The PASSIGE Approach
PASSIGE combines prime editing and site-specific recombinases to integrate large DNA sequences into specific genomic sites efficiently. The researchers enhanced this process using phage-assisted continuous evolution (PACE) to optimize recombinase activity.

 

Improved Recombinases
The team focused on evolving the Bxb1 recombinase, creating variants named evoBxb1 and eeBxb1. These variants showed significant improvements in gene integration efficiency:

  • EvoBxb1: Achieved a 2.7-fold increase in efficiency.
  • EeBxb1: Showed a 4.2-fold improvement.

 

Enhanced Efficiency
In human cell lines with pre-installed recombinase landing sites, evoBxb1 and eeBxb1 achieved donor integration rates up to 60%, much higher than the wild-type Bxb1. This resulted in targeted gene integration efficiencies averaging 23%, and over 30% in primary human fibroblasts.

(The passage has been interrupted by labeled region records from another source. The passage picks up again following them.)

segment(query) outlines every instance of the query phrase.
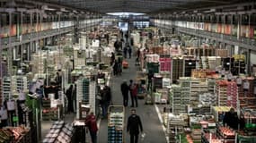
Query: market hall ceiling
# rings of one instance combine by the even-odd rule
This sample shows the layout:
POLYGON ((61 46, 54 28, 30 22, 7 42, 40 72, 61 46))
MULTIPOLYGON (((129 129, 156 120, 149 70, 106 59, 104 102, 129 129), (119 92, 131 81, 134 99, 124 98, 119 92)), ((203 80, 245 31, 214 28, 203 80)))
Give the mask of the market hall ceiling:
MULTIPOLYGON (((12 1, 12 0, 0 0, 12 1)), ((255 0, 15 0, 19 3, 47 3, 82 11, 93 11, 101 13, 132 12, 132 13, 164 13, 181 12, 197 8, 235 4, 255 0)))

Comparison with Existing Methods
PASSIGE with evoBxb1 or eeBxb1 outperformed the PASTE method (programmable addition via site-specific targeting elements) by 9.1-fold and 16-fold, respectively, demonstrating its effectiveness for targeted gene integration in mammalian cells.

 

Future Potential
This method’s ability to precisely and efficiently integrate large genes into mammalian genomes could significantly impact treatments for genetic diseases. By preserving physiological gene expression, it avoids complications associated with viral vector-mediated gene therapy.

 

Conclusion
The development of PASSIGE with continuously evolved recombinases represents a notable advancement in genetic engineering. This technology has the potential to improve gene therapies, offering new possibilities for patients with genetic disorders.